NEA-NH Reaction to Supreme Court Decision to Hear Janus v. AFSME

Case would make the nation’s entire public sector “right-to-work” 

CONCORD, September 28, 2017- Today the U.S. Supreme Court announced that it would hear Janus v. American Federation of State, County and Municipal Employees, Council 31.

This case is a purely political scheme to further rig the economy against working people and the middle class by striking at the freedom of working people to come together in strong unions.

Collective bargaining gives educators and students a voice in their schools and workplace. It not only helps assure fair wages and benefits, but also improves teaching and learning conditions. “That means everyone connected to the school benefits, including students, teachers, education support professionals, administrators, and taxpayers,” said Megan Tuttle, NEA-NH President.

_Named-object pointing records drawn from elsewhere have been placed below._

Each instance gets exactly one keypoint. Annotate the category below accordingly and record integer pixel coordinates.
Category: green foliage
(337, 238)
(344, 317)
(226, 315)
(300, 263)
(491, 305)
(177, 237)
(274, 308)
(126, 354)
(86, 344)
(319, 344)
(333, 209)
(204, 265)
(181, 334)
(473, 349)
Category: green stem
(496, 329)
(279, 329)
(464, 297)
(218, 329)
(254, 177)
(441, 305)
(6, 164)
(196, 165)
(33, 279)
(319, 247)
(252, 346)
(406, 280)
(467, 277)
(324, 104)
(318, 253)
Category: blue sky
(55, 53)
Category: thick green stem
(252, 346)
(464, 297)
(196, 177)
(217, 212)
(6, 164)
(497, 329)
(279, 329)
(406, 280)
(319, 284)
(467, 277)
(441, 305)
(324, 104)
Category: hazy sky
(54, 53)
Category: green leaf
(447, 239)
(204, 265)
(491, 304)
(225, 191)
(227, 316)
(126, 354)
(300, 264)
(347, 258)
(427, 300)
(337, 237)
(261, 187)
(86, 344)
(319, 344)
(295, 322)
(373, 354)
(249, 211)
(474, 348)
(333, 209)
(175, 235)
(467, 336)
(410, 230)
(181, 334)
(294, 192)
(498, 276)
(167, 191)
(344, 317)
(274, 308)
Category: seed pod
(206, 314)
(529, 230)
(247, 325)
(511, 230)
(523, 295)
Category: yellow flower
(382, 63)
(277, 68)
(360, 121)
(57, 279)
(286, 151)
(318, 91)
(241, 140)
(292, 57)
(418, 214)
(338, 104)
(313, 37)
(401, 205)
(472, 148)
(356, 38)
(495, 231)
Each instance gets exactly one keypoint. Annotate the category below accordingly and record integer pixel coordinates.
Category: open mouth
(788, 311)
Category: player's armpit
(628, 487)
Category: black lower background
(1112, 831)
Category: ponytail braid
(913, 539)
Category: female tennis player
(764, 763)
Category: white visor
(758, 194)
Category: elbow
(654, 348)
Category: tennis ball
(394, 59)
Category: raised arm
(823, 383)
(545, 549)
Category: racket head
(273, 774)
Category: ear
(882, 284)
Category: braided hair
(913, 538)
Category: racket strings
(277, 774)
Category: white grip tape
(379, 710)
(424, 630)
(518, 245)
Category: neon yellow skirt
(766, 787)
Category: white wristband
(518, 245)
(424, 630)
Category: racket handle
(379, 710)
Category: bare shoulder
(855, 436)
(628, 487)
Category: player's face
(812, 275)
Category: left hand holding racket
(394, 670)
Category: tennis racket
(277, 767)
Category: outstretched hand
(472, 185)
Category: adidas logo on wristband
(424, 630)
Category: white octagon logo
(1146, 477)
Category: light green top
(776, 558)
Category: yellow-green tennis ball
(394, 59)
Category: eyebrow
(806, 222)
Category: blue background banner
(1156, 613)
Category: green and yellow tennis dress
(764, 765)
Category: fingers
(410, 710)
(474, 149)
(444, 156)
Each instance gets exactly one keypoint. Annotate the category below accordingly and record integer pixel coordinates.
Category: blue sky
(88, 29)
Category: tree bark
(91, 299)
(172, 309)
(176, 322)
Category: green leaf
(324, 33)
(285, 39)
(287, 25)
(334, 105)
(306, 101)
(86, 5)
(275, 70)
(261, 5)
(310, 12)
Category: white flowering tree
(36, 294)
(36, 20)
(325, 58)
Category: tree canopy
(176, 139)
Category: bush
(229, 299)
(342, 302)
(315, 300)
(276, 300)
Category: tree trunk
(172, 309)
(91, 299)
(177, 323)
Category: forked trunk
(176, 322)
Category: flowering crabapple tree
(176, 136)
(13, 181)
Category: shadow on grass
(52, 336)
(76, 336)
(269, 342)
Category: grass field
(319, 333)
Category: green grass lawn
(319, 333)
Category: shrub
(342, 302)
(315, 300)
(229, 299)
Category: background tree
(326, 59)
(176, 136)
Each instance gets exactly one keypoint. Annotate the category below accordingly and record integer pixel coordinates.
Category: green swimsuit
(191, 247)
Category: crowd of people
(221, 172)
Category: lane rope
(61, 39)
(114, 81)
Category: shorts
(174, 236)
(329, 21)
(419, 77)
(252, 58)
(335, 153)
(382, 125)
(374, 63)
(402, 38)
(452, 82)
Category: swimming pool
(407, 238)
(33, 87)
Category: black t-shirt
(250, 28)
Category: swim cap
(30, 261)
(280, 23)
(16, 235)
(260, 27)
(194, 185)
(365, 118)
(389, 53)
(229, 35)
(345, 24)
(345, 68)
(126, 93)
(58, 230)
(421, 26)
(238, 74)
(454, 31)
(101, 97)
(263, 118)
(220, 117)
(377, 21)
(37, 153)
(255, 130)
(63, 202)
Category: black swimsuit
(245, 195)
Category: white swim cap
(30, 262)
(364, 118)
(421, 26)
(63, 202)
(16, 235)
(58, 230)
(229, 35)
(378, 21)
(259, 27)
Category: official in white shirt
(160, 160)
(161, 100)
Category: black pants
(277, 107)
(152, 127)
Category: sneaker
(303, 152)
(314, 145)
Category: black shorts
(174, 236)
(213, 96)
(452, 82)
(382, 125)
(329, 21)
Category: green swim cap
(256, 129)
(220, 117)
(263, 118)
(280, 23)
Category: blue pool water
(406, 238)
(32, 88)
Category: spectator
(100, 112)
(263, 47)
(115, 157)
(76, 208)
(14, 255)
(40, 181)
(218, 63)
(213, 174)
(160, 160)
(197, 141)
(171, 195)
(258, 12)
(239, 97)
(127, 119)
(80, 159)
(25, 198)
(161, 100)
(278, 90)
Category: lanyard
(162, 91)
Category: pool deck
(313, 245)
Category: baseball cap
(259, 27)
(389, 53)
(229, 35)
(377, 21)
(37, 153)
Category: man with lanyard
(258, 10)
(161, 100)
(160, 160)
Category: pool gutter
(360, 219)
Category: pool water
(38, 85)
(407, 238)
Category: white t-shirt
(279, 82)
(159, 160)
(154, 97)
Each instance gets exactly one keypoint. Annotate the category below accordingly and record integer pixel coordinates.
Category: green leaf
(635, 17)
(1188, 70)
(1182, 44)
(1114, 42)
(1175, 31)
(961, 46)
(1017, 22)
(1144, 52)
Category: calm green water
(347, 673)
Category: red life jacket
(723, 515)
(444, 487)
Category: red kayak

“I can’t stress enough that teachers’ working conditions are students’ learning conditions, so by addressing school and classroom issues, everyone gains,” said Tuttle.  “Our local unions routinely negotiate provisions to improve student learning, including setting limits on class size, specifying time for teachers to share effective classroom practices, addressing school building health and safety issues, ensuring teacher input into their own professional learning, and much more.”

Currently, unions are obligated by law to provide and pay for representation in contract negotiations, contract administration, and grievance cases for non-members.  New Hampshire is among those states that permit unions to negotiate a non-member “agency” or “fair share” fee, a proportionate share of the cost of representing and bargaining for non-members.  The discounted agency fee exempts non-members from paying for political or ideological activities that fall outside of the context of contract negotiations or implementation.  Agency fee payers may appeal the calculation of the fee if they think it has not been calculated correctly.

“The U.S. Supreme Court has previously ruled that agency fee provisions are justified since they prevent non-members from receiving services they haven’t paid for,” said Tuttle.

The Janus case is the culmination of decades of attacks on working people by corporate CEOs, the wealthiest 1% and the politicians that do their bidding to rig the economy in their favor. The forces behind this case are the same forces that have pushed for limiting voting rights, attacked immigrants, and undermined civil rights protections.

“It is no secret what backers of this case are looking for: they want to use the Supreme Court to take away the freedom of working people to join together because unions give teachers and students a powerful voice in speaking up for themselves, their families and their communities,” concluded Tuttle.